Greece is looking to sell assets including utility companies, Athens' international airport and two of its main ports. The country is also looking for investments in several real estate developments which could interest the prince, who is the part owner of luxury hotels in London, New York and Paris.

Greece has been accused of dragging its feet on privatization. A government official who declined to be named played down Alwaleed's visit, however, telling Reuters: "It was a customary visit, there is interest in investing in Greece."

(Read more: Greece Minister: Failure to Meet Bailout Terms Not Our Fault)

Other foreign investors in Greece include Qatar holdings which invested in a gold mining project and the Chinese port operator Cosco which invested in Greece's Piraeus port.

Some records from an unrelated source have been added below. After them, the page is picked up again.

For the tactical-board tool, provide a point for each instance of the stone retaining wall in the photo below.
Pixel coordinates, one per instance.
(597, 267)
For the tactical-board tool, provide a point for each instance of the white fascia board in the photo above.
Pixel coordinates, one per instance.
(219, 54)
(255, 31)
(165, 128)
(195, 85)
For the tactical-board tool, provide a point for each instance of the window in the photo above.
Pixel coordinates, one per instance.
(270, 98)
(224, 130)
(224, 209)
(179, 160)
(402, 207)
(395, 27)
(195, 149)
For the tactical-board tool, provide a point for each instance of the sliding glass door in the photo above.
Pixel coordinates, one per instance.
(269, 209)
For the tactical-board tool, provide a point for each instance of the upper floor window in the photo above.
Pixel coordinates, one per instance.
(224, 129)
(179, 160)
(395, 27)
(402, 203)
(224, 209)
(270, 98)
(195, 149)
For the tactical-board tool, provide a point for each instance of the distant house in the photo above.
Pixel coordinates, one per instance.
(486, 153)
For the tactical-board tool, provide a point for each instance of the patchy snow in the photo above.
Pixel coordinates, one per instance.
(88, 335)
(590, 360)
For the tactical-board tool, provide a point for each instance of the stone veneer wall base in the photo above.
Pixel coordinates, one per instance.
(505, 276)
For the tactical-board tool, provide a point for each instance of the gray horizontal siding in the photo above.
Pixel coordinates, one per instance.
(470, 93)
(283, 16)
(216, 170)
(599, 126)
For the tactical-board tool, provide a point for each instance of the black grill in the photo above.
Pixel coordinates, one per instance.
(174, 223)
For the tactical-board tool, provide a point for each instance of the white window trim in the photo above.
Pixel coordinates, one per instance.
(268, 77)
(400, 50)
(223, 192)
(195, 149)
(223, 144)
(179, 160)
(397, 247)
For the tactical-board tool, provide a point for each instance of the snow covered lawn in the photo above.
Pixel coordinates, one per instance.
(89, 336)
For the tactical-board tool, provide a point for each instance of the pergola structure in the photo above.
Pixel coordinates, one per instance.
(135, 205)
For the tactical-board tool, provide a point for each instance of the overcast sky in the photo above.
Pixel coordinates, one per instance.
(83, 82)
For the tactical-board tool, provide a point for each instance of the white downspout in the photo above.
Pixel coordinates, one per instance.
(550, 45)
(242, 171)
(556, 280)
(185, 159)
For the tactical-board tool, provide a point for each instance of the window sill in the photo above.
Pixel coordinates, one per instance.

The move by Athens to look elsewhere for funding comes at a time when euro zone policymakers have been engaged in a public debate over whether the country needs a third bailout. International lenders have already granted Greece two bailouts worth around 240 billion euros but Greece faces a further funding gap of up to 10 billion euros ($13.1 billion ) by September, according to some accounts.

(Read more: Greece back as hot issue in German elections)

"There are two issues in Greece," Thanos Vamvakidis, head G10 FX Strategy at Bank of America Merrill Lynch Global Research told CNBC. "There is a funding gap in 2014 and 2015 and this needs to be covered, though it will be discussed in the October review (of the bailout program)."

Vamvakidis told CNBC Europe's "Squawk Box" that Greece needed a debt writedown of at least 10 percent of its gross domestic product (GDP). "It has to be done because most of the Greek debt is going to the rest of Europe, if they don't provide them with debt relief then Greece won't be able to repay them."

"The important thing is that they need to provide more money for Greece, the problem is with the design of the [bailout] program…[the program] assumed that Greece would reach a primary surplus of 4.5 percent and keep this for 20 years- no country has ever done this, it's impossible."